To both grow and thrive, however, a company needs a competitive advantage over its peers — what Morningstar calls its “moat.” A company with a wide moat is one Morningstar believes has “competitive advantages strong enough to fend off competition.”

With that in mind, here are five companies Morningstar views as having wide moats, making them some of the best small-cap stocks to buy for 2023 and beyond:

Small-cap stock Discount from fair value
John Wiley & Sons Inc. Class A (ticker: WLY) 32%
The Western Union Co. (WU) 36%
Compass Minerals International Inc. (CMP) 50%
Core Laboratories Inc. (CLB) 24%
Guidewire Software Inc. (GWRE) 14%

John Wiley & Sons Inc. Class A (WLY)

Commonly known as Wiley, you’ve likely encountered a John Wiley & Sons product or two in your school years. It’s one of the world’s leading educational material publishing companies, from journals to textbooks and even post-secondary course material and lifestyle books.

From humble beginnings as a New York City print shop more than 200 years ago, WLY has developed a considerable competitive advantage that Morningstar equity analyst Zain Akbari says will “endure despite near-term student enrollment-related volatility.”

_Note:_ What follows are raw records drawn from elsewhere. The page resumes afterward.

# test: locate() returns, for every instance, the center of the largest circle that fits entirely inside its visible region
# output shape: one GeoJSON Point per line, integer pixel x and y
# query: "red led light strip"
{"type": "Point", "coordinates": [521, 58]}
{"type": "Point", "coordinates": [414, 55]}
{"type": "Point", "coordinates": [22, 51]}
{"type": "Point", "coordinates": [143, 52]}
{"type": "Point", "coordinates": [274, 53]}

He attributes this wide moat to Wiley’s journal unit of “must-have” titles and “deep relationships with academic institutions, researchers and corporations.” The cost for these customers to switch from Wiley products would be high, Akbari notes.

That said, Akbari adds that this competitive advantage may be deteriorating due to a shift away from educational textbooks, so keep an eye on this company if you plan to invest long term.

WLY gets five out of five stars from Morningstar and closed at $36.17 on May 30, a 32% discount to Morningstar’s fair market value of $53.

The Western Union Co. (WU)

The Western Union Co. makes moving money easier by providing money transfer services across the globe. It’s this digital channel that Morningstar senior equity Analyst Brett Horn sees as of particular importance to WU’s competitive advantage.

He notes that despite unimpressive first-quarter 2023 earnings, there are “signs the company is working through its recent issues and heading toward overall stabilization.” For this reason, he still considers it to have a wide moat based on its sizable scale advantage.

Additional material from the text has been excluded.